As I started toward the University's food court I couldn't miss the giant blood mobile parked up against the curb. My nerves suddenly made the milk in my stomach turn sour. I'd never given blood before, or even seen it done. As a freshman in nursing it was now or never with blood and needles, but as queasy as I felt just thinking about it, I might need to go ahead and change my major.
I walked up to the table right outside the bus. Two other girls were filling out forms on clipboards and talking to a woman wearing a shirt with the blood bank's logo.
“Hey, thanks for coming by! Would you like to sign up to donate today?" she asked when she saw me hesitate on the sidewalk.
I took a deep breath. I could do this. It probably wouldn't be as bad as I thought it would be.
"Um, yes, I think so," I mumbled.
"Great! Just fill this out and you can go right on in and get started!" She was way too bubbly and happy about donating blood this early in the morning.

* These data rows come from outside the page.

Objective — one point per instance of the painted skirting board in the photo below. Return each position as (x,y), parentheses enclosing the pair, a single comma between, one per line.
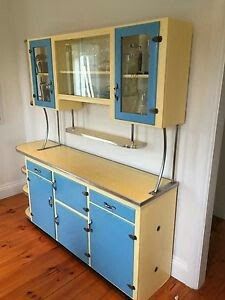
(11,188)
(179,269)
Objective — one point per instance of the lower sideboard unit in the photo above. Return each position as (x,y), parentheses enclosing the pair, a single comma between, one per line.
(129,242)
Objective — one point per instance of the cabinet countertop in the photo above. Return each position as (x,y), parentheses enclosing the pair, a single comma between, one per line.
(120,180)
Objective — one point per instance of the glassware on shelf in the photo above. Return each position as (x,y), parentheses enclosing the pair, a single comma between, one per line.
(41,62)
(85,72)
(142,103)
(132,59)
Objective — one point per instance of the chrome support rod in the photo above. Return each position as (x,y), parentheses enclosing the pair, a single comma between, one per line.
(58,127)
(175,153)
(163,162)
(72,115)
(132,137)
(47,129)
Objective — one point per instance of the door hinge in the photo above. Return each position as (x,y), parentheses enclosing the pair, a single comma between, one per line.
(54,185)
(133,237)
(154,110)
(157,39)
(57,220)
(132,287)
(85,193)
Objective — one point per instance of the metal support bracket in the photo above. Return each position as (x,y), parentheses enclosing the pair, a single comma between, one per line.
(175,153)
(163,163)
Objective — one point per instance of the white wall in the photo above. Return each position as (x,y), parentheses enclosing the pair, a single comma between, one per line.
(12,130)
(46,17)
(219,206)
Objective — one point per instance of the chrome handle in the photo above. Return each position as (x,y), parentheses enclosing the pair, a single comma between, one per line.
(116,89)
(37,170)
(109,206)
(50,201)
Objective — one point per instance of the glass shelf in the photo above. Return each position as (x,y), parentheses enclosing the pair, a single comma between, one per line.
(83,67)
(80,72)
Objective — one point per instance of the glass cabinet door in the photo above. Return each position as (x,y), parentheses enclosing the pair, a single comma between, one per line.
(83,67)
(42,73)
(136,73)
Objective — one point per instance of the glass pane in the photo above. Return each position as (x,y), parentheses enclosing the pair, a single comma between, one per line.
(42,76)
(83,67)
(135,66)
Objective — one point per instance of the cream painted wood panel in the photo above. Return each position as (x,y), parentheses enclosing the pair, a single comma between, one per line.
(156,243)
(123,181)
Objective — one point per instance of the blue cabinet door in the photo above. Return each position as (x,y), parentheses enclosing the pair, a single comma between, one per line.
(41,199)
(71,193)
(71,232)
(136,72)
(42,72)
(112,250)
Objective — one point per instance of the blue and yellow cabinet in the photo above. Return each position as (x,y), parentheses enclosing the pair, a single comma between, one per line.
(128,244)
(151,72)
(42,72)
(141,70)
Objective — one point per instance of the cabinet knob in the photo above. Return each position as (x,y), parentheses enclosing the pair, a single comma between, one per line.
(50,201)
(57,220)
(37,171)
(85,193)
(109,206)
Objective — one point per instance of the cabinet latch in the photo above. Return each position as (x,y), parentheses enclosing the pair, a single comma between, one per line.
(154,110)
(54,185)
(88,229)
(57,220)
(132,287)
(157,39)
(133,237)
(85,193)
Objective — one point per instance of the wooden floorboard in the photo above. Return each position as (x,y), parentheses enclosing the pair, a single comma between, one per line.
(34,266)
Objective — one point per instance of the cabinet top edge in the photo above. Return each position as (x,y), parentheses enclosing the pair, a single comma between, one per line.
(109,176)
(102,30)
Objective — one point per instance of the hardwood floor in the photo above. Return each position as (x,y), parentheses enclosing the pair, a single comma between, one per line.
(33,266)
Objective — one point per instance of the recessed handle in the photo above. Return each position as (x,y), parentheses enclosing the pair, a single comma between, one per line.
(50,201)
(37,171)
(108,206)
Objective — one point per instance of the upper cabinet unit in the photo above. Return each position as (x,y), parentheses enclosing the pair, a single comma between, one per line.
(42,72)
(84,66)
(151,76)
(141,70)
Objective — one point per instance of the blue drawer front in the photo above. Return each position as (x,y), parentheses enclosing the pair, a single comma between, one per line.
(115,207)
(71,193)
(41,171)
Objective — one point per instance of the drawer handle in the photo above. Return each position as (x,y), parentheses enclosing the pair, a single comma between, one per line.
(109,206)
(37,170)
(50,201)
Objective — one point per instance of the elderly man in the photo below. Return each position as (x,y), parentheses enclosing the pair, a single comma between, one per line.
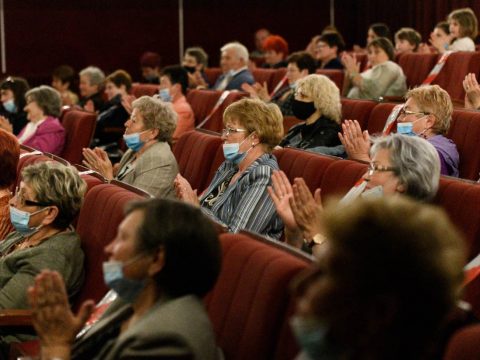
(234,63)
(92,80)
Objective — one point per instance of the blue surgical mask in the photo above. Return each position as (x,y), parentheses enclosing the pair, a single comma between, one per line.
(312,337)
(20,220)
(164,94)
(127,289)
(10,106)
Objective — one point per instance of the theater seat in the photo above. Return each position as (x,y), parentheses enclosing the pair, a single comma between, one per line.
(249,304)
(79,127)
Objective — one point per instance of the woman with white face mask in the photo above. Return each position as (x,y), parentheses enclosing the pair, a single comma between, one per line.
(237,196)
(149,164)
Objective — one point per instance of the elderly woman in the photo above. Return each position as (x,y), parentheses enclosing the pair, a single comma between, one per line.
(427,113)
(44,205)
(160,284)
(400,164)
(300,64)
(13,117)
(9,153)
(384,78)
(237,196)
(149,164)
(317,102)
(387,280)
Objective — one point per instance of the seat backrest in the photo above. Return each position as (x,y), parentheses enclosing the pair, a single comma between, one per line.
(250,301)
(465,133)
(79,127)
(195,151)
(139,89)
(202,103)
(100,215)
(335,75)
(461,201)
(378,117)
(416,67)
(359,110)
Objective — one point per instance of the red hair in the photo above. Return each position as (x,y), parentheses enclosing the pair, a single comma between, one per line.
(277,44)
(9,153)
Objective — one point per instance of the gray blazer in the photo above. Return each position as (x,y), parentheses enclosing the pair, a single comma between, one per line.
(153,171)
(173,329)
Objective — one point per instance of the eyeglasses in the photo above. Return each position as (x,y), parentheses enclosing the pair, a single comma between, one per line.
(20,196)
(372,167)
(228,130)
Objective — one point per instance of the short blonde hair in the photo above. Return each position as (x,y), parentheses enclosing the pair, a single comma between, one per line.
(157,114)
(436,101)
(324,93)
(467,20)
(57,185)
(264,119)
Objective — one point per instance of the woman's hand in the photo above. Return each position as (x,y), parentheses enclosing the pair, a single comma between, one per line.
(356,142)
(97,159)
(52,318)
(184,191)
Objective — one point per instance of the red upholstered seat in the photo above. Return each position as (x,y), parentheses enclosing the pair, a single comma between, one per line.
(195,152)
(464,344)
(461,200)
(335,75)
(139,89)
(79,127)
(359,110)
(417,67)
(465,133)
(249,304)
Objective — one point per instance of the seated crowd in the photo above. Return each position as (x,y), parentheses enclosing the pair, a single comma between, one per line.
(388,264)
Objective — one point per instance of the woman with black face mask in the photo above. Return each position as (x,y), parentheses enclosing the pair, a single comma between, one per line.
(317,102)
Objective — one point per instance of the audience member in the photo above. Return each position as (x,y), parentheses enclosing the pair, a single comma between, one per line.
(173,87)
(9,153)
(276,51)
(12,96)
(237,196)
(427,113)
(150,63)
(407,41)
(149,164)
(300,64)
(234,61)
(160,282)
(400,165)
(327,50)
(92,80)
(114,115)
(317,102)
(384,78)
(388,277)
(63,78)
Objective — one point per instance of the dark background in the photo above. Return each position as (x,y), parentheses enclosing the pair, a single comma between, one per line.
(41,35)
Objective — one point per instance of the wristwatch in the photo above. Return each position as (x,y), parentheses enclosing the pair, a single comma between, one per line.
(318,239)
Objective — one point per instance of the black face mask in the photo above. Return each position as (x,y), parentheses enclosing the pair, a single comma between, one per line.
(302,110)
(190,69)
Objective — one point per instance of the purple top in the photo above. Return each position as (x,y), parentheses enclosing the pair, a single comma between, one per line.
(448,153)
(49,137)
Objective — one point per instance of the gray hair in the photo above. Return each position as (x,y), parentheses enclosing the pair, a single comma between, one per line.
(47,98)
(58,185)
(240,50)
(417,163)
(157,114)
(94,74)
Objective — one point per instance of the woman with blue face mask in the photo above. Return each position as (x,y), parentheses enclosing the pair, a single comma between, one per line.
(13,117)
(237,197)
(149,163)
(165,258)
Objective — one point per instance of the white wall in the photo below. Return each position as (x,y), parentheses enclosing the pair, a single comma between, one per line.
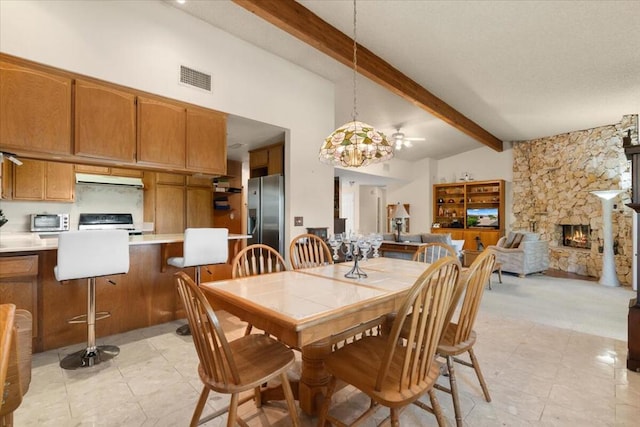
(90,198)
(414,181)
(141,44)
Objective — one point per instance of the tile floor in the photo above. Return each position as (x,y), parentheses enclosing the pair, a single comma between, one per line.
(552,351)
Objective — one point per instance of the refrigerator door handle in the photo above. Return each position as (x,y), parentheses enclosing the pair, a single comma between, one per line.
(256,226)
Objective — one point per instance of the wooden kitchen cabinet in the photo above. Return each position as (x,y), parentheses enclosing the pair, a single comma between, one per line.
(174,203)
(105,122)
(169,209)
(39,180)
(161,133)
(19,284)
(35,110)
(105,170)
(206,148)
(6,176)
(199,207)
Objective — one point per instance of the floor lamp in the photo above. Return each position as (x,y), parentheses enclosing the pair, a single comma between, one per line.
(400,215)
(608,277)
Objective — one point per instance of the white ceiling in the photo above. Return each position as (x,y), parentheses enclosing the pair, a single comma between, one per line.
(519,69)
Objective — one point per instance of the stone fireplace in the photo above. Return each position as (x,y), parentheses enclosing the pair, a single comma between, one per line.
(576,236)
(552,180)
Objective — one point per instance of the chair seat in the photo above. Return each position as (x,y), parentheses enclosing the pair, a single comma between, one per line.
(358,363)
(257,358)
(446,348)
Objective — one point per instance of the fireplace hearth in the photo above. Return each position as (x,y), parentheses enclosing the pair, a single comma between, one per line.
(576,236)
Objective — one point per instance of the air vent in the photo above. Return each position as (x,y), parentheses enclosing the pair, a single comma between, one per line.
(195,78)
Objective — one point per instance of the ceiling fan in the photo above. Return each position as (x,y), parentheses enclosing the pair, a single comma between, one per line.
(400,140)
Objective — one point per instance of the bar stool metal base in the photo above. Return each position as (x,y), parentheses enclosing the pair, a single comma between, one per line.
(89,356)
(184,330)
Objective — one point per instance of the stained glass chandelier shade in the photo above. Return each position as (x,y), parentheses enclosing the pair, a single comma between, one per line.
(355,143)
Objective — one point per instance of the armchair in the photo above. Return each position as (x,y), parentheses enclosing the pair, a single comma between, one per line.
(522,253)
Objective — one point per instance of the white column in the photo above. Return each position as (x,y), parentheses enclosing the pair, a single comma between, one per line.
(608,276)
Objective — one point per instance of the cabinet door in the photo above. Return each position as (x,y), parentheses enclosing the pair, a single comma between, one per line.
(199,207)
(35,110)
(276,160)
(169,209)
(161,133)
(206,141)
(29,180)
(105,120)
(59,182)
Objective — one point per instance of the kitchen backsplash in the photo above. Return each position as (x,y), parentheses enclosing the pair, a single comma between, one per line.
(90,198)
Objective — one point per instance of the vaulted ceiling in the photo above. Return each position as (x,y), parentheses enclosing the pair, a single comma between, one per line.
(518,69)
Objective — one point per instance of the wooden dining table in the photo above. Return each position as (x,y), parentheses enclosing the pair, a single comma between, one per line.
(310,309)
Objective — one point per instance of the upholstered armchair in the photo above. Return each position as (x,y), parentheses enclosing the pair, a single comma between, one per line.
(522,253)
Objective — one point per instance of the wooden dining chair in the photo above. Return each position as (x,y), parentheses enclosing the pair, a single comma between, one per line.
(254,260)
(309,250)
(232,367)
(459,336)
(257,259)
(431,252)
(395,372)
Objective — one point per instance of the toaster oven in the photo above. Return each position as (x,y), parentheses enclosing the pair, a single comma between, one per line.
(49,222)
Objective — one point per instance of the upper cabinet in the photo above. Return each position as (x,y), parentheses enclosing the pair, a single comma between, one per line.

I put down my name, date of birth, and contact information; then I went through the dozen or so more difficult questions. Nope, no blood diseases, never been out of the country either. I answered the rest of the question with a shaky hand then handed the form back to the hyper woman.
"Great! Everything looks good so come on up with me," she said, jogging up the bus steps after she read and approved my answers.
As I climbed the steep steps, I held onto the rails for dear life. At the top I could see the two other girls who were ahead of me reclined in chairs with needles already in their arms and bags beside them filling up with blood. The claustrophobic bus was too warm, and it felt like the walls had started spinning around me.
"You can go right down there to the last seat. Sam should be all set and ready for you!"
You're a nursing major, you can do this! I pepped talked to myself. I tried to avoid looking at the needles sticking out of arms as I walked past their seats to the back of the bus. I kept my eyes on the empty reclining chair, assuming it was my destination.
As I approached the chair, the young and unbelievably gorgeous technician turned around and smiled at me, making my already unsteady steps falter. His eyes roamed over me and then he frowned. It was like he'd been expecting someone else and was disappointed it was only me. Pretty much summed up my life.